Dedicated to Herbert Ahues' birthday

1. c8=Q 2. f8=Q 3. g8=Q 4. Qc3 5. Qf4 6. Qg6

Now white has 25(Qc3)+25(Qf4)+23(Qg6)+14(Rd5)=87 moves, which is Herbert
Ahues' age.


14007 - Andreas Witt

Die Schwalbe 235, February 2009

Dedicated to Herbert Ahues' birthday

wX(#) means: After the first move X, white has # next moves. Idem bX(#). wKa2(7), wKb2(10), wKb3(9), wKb4(8), wKa4(6), wPa6(7), wPc5(7) bKh3(7), bKg3(10), bKg4(9), bKg5(9), bPe2(8).

In total (7+10+9+8+6+7+7)*(7+10+9+9+8)=2322 possible move combinations,
which is the birthday of Herbert Ahues (2.3.22)


14008 - Alain Brobecker

Die Schwalbe 235, February 2009

Which unique monochromatic proof game ends with 5...BxN#?

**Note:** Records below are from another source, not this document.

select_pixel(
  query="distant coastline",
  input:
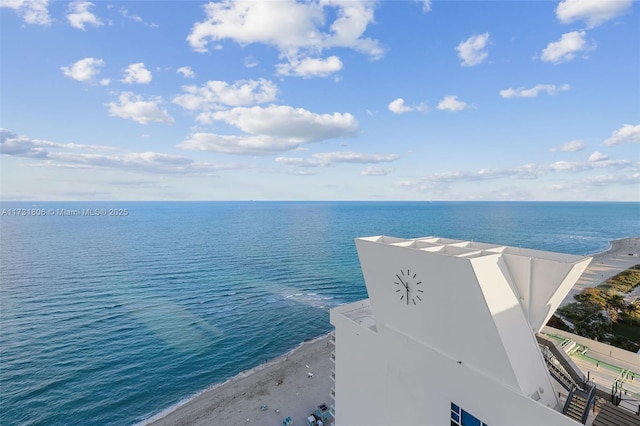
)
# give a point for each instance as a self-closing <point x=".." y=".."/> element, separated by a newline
<point x="205" y="407"/>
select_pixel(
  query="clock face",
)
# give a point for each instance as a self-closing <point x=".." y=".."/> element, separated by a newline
<point x="408" y="286"/>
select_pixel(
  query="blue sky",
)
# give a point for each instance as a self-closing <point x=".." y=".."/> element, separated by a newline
<point x="320" y="100"/>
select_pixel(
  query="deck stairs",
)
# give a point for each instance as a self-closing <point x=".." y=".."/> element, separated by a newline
<point x="577" y="406"/>
<point x="581" y="396"/>
<point x="611" y="415"/>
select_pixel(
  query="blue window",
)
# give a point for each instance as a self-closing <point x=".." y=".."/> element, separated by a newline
<point x="460" y="417"/>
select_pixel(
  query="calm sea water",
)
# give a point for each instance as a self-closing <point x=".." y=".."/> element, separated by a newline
<point x="110" y="319"/>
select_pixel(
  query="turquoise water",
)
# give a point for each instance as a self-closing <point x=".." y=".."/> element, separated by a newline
<point x="110" y="319"/>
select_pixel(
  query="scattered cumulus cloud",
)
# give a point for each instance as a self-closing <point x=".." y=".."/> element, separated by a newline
<point x="325" y="159"/>
<point x="296" y="29"/>
<point x="137" y="73"/>
<point x="566" y="48"/>
<point x="451" y="103"/>
<point x="84" y="69"/>
<point x="572" y="146"/>
<point x="526" y="171"/>
<point x="22" y="146"/>
<point x="522" y="92"/>
<point x="78" y="15"/>
<point x="473" y="51"/>
<point x="426" y="5"/>
<point x="598" y="156"/>
<point x="627" y="133"/>
<point x="136" y="108"/>
<point x="53" y="154"/>
<point x="310" y="67"/>
<point x="271" y="129"/>
<point x="593" y="12"/>
<point x="597" y="182"/>
<point x="376" y="171"/>
<point x="398" y="106"/>
<point x="186" y="72"/>
<point x="250" y="62"/>
<point x="34" y="12"/>
<point x="215" y="93"/>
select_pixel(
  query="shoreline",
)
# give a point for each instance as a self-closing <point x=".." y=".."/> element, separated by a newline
<point x="284" y="384"/>
<point x="621" y="255"/>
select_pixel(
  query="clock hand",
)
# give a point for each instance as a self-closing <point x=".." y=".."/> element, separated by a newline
<point x="405" y="285"/>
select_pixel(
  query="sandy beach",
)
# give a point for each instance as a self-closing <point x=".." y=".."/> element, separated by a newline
<point x="622" y="255"/>
<point x="289" y="386"/>
<point x="286" y="388"/>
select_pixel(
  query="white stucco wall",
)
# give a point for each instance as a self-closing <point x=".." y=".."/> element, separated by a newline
<point x="468" y="339"/>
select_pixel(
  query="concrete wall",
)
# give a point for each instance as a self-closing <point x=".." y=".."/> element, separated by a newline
<point x="603" y="350"/>
<point x="391" y="379"/>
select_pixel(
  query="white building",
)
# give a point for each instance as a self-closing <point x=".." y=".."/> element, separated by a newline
<point x="447" y="335"/>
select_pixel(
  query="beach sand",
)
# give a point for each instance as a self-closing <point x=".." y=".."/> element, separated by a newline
<point x="622" y="255"/>
<point x="284" y="384"/>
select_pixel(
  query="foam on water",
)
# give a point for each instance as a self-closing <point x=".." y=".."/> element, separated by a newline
<point x="112" y="320"/>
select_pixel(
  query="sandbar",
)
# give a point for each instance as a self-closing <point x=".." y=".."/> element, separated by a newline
<point x="294" y="384"/>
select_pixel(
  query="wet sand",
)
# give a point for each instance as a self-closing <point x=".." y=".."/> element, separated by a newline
<point x="622" y="255"/>
<point x="286" y="386"/>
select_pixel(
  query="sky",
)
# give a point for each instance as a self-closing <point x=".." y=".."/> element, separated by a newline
<point x="320" y="100"/>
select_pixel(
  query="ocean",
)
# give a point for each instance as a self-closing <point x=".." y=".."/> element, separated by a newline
<point x="111" y="312"/>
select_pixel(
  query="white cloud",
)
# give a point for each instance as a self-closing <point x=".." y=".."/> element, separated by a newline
<point x="598" y="156"/>
<point x="375" y="171"/>
<point x="426" y="5"/>
<point x="186" y="72"/>
<point x="572" y="146"/>
<point x="398" y="106"/>
<point x="250" y="62"/>
<point x="594" y="12"/>
<point x="627" y="133"/>
<point x="134" y="107"/>
<point x="78" y="15"/>
<point x="598" y="182"/>
<point x="32" y="11"/>
<point x="22" y="146"/>
<point x="54" y="154"/>
<point x="83" y="70"/>
<point x="327" y="158"/>
<point x="522" y="92"/>
<point x="473" y="51"/>
<point x="287" y="122"/>
<point x="526" y="171"/>
<point x="310" y="67"/>
<point x="354" y="157"/>
<point x="295" y="28"/>
<point x="566" y="48"/>
<point x="451" y="103"/>
<point x="214" y="94"/>
<point x="272" y="129"/>
<point x="126" y="14"/>
<point x="137" y="73"/>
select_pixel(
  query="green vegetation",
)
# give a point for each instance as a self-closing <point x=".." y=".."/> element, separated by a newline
<point x="602" y="313"/>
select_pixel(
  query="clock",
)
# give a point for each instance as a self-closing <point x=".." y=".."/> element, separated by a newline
<point x="408" y="287"/>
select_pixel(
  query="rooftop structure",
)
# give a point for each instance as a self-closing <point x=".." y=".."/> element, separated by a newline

1. d4 g5 2. Kd2 Bg7 3. Ke3 Be5 4. Bd2 Bh2 5. f4 Bg1#


14009 - Claudius Gottstein

Die Schwalbe 235, February 2009

Construct a position with only white rooks, in which exactly 45 squares are observed. How many positions are there?

Five rooks are needed to guard 45 squares (e.g. Ra1, Rb2, Rb3, Rb4, Rb5). All these positions have the characteristic '4 rooks on the same file/row, and one unguarded rook). The unguarded rook can be placed on 64 squares, which leaves 14 rows/files for the 4-rook-cluster. There are binomial(7,4)=35 possible rook-clusters on a file. So in total there are 64*14*35=31360 positions in which exactly 45 squares are guarded by only white rooks.